En réalité, lorsque l'on parle de "majorité", on parle de la majorité des électeurs, les électeurs étant eux-mêmes une minorité dans le pays. D'ailleurs, les Suisses ont lancé une initiative pour récompenser les votants réguliers à ces votations par une baisse de leurs impôts. Ce système commence donc à montrer ses limites. Moins d'un Suisse sur deux se déplace pour aller voter et sans doute ce chiffre serait-il encore moins élevé si certains électeurs ne se forçaient pas aller aux urnes pour contrer une décision.
En parlant de tyrannie de la majorité, les Suisses ont attendu jusqu'en 1971 avant d'accorder le droit de vote aux femmes. Le dernier canton à l'avoir accordé l'a fait... en 1990.
Cela ne me dérange pas que l'on interdise les minarets. En réalité, je m'en fous, je déplore juste que l'on mobilise tout un Etat pour un sujet aussi risible destiné à calmer les ardeurs des électeurs qui ont justement cette impression de "lutter contre l'islamisation" et de "défendre des valeurs conservatrices".
C'est ici que nous avons un désaccord fondamental. Le référendum sur le minaret n'est pas stupide pour deux raisons : le minaret n'est pas obligatoire en Islam et le minaret pose un débat sur la laïcité : l'espace public doit-il être occupé par un monument religieux. Et ces questionnements ne sont ni risibles ni méprisables. La défense de sa culture, de son environnement, de son univers n'est pas abjecte. C'est ce qui emporte une nation. On a tendance à omettre toute la dimension spirituelle de la vie en société, qui est colossale. Et ce qui emporte une nation possède, à mon sens, toute sa place dans le référendum.
C'est pourquoi je disais que la Suisse souffrait d'un certain malaise, sans doute inhérent à son caractère artificiel. La Suisse est une Belgique alpine, tiraillée comme elle entre trois langues, constituée en État comme elle par l'arrogant pouvoir napoléonien, qui faisait fi des disparités culturelles et identitaires. Quand un Etat est suffisamment soudé, quand une nation = un Etat, il n'y a pas lieu de légiférer sur des questions comme le minaret. Pour autant que je sache, si les mosquées ont débarqué en Suisse, c'est parce que les Suisses l'ont voulu et c'est dans leur mentalité de vouloir le beurre et l'argent du beurre.
On s'est sans doute un peu éloigné du sujet.

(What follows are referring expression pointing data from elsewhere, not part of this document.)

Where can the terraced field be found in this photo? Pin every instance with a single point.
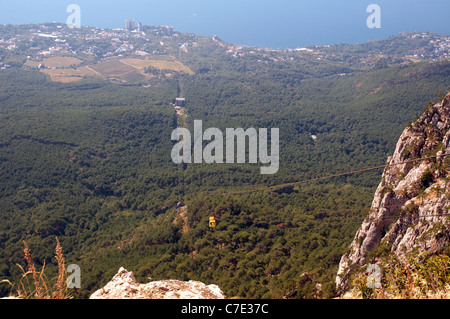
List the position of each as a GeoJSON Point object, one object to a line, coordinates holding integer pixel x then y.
{"type": "Point", "coordinates": [130, 70]}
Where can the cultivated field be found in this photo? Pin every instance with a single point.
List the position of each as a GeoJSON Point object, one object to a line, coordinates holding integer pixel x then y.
{"type": "Point", "coordinates": [63, 69]}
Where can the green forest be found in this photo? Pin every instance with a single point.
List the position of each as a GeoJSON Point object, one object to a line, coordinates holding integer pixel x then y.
{"type": "Point", "coordinates": [90, 162]}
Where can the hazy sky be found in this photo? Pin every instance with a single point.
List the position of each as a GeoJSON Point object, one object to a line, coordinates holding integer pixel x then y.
{"type": "Point", "coordinates": [265, 23]}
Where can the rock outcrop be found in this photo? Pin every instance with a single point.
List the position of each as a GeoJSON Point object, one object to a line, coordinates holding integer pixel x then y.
{"type": "Point", "coordinates": [411, 206]}
{"type": "Point", "coordinates": [124, 286]}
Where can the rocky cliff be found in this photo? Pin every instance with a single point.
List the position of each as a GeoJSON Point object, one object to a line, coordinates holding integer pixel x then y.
{"type": "Point", "coordinates": [411, 206]}
{"type": "Point", "coordinates": [124, 286]}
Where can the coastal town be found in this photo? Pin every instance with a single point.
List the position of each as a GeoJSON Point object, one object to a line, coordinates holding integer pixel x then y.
{"type": "Point", "coordinates": [30, 45]}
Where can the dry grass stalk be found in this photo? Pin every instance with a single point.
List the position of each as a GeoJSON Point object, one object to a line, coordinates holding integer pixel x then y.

Tout ça pour dire que concevoir l'Europe comme la Suisse, c'est nous contrainte à une Union Européenne fédérale, où le pays "France" serait considéré comme un Etat fédéré et ce alors même que la France est elle-même une construction artificielle, qui n'a rien d'une nation. Je n'ai pas envie que la France soit davantage un suppôt de l'UE bureaucratique, je préférerais une Europe à 500 États, qui abolit tous ces Etats artificiels. La voilà, la réelle Europe.